Sept ans après avoir adapté Marguerite Duras, Emmanuel Finkiel s’attaque à un autre grand nom de la littérature avec Aharon Appelfeld et sa Chambre de Mariana, le récit tragique d’un jeune garçon juif caché dans le placard d’une prostituée ukrainienne pendant la guerre. Jouant sur les perceptions de chacun et composant son langage cinématographique au fil des contraintes, le cinéaste de 63 ans réaffirme encore et toujours ses partis pris artistiques et sa vision globale du cinéma. Entretien.
Votre dernier film, La Douleur, avait déjà pour cadre la Seconde Guerre mondiale. Ce conflit et ses tragédies persistent à hanter encore et toujours votre filmographie…

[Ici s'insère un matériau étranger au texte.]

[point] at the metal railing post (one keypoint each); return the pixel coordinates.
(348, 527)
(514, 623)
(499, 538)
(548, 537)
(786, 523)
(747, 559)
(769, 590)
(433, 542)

Quand un producteur m’a proposé d’adapter La Chambre de Mariana, mon premier réflexe a été de refuser. J’avais déjà fait deux films sur cette thématique (Voyages, La Douleur) et je pensais avoir déjà tout dit. Puis en lisant le roman d’Aharon Appelfeld, j’ai été très enthousiaste car il y avait là une proposition, un schéma inédit. Je talonnais des personnages dans la hantise, qui n’arrivaient pas à vivre leur présent, qui étaient tout entiers phagocytés par l’absence d’un être cher. C’était déjà le cas du personnage de Marguerite dans La Douleur, mais avec Appelfeld il y a une autre proposition puisqu’il suit un adolescent qui est à l’âge de toutes les métamorphoses. C’était quelque chose d’inédit. Au montage je me suis rendu compte que La Chambre de Mariana prenait place dans une sorte de trilogie qui allait vers le désir de vivre.
On suit l’histoire d’un enfant qui passe le plus clair de son temps caché dans un placard. En tant que cinéaste, comment contourne-t-on ce genre de difficulté pour obtenir un rendu cinématographique intéressant ?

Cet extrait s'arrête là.